Teams that prioritize raw speed over the final percentage point of quality now have a documented path. Those who need the last point of accuracy can still fall back to the pure autoregressive mode the backbone already supports. The three-mode design therefore gives operators a single checkpoint that can serve both latency-sensitive and quality-sensitive workloads.
The denoiser training corpus of 2.1 trillion tokens is large enough to adapt the model to diffusion dynamics without overwriting the backbone knowledge. Whether the same ratio holds at larger backbone sizes remains an open question for future releases.
Three Decoding Modes Let Users Choose Speed or Fidelity
The model ships with explicit support for diffusion decoding, simulated autoregressive decoding, and direct autoregressive decoding. Operators can therefore route different requests through different paths inside the same deployment.

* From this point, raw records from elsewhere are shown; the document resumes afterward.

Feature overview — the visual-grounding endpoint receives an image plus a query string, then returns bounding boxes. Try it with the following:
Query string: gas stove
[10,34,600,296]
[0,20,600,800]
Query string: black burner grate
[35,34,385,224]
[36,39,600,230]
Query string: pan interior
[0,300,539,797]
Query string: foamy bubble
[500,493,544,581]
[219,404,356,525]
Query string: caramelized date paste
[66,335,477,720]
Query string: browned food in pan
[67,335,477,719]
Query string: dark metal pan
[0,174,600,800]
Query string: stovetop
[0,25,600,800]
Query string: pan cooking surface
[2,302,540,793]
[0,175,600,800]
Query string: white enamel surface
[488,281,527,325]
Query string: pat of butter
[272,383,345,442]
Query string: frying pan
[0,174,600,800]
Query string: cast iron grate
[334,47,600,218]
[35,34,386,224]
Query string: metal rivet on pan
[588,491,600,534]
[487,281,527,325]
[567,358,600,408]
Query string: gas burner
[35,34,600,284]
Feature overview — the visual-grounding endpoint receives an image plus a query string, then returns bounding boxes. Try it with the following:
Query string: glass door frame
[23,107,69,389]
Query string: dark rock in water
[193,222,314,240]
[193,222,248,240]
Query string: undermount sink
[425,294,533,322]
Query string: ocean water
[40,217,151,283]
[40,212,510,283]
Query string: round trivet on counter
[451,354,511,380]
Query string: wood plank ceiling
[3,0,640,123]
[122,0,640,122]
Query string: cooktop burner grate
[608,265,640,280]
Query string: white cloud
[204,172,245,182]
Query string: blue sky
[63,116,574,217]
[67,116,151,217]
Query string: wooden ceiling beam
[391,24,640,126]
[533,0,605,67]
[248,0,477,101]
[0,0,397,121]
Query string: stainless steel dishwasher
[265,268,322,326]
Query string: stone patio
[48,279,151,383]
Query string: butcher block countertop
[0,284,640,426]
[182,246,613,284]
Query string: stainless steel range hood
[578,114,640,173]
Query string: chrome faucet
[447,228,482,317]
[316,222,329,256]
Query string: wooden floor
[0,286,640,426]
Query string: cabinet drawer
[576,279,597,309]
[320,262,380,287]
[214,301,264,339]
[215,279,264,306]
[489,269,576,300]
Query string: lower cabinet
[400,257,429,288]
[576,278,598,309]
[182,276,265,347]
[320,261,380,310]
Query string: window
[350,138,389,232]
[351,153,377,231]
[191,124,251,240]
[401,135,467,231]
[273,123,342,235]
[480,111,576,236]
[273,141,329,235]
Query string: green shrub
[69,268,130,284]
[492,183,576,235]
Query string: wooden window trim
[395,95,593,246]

Diffusion mode uses the trained denoiser tower and produces the highest throughput. Simulated autoregressive mode runs the diffusion process in a way that mimics token-by-token generation. Direct autoregressive mode bypasses the denoiser entirely and uses only the frozen context tower.
This flexibility reduces the need to maintain multiple separate models. A single set of weights can now handle both high-volume generation and lower-volume tasks that require the original quality ceiling.
Open Weights Lower the Barrier for Inference Research
NVIDIA made the weights available under an open-weight license. Researchers can therefore inspect the denoiser architecture, modify the cross-attention layers, or experiment with new block sizes without starting from random initialization.
The release also supplies the exact training token counts and the hardware configuration used for the reported numbers. Reproducibility at this level lets independent groups verify the 98.7 percent retention claim and test whether the 2.42 times speedup generalizes to other hardware.
Comparable two-tower experiments have appeared in smaller academic models, yet few reached the 30-billion-parameter scale with public weights. The combination of scale, documented training data volume, and open release gives the community a shared reference point.
Remaining Questions Focus on Scaling and Long-Context Behavior
The current numbers cover a single backbone size and a fixed block configuration. Larger backbones or longer contexts could change the throughput-to-quality curve. No public data yet shows how the same architecture behaves at 100 billion or 400 billion parameters.
Another open variable is multi-turn conversation length. The reported evaluation used standard benchmarks, but real deployments often involve longer histories. Whether the state-seeding mechanism maintains coherence across thousands of tokens requires further measurement.
Finally, the three decoding modes may need different serving stacks. Operators will have to decide how to expose each mode through APIs and whether to cache intermediate diffusion states. These engineering choices sit outside the model release itself.
Next Milestones to Watch Are Throughput Curves and Independent Benchmarks
Three signals will show whether the approach gains traction. First, any follow-up release that applies the same two-tower recipe to a larger Nemotron backbone will test whether the speedup scales. Second, independent labs publishing throughput and quality numbers on public leaderboards will confirm or adjust the 2.42 times and 98.7 percent figures. Third, adoption inside production inference services will reveal whether the three-mode design reduces overall serving cost enough to offset the added complexity.
Teams that track these three signals will know early whether frozen-backbone diffusion models become a standard pattern or remain a specialized option.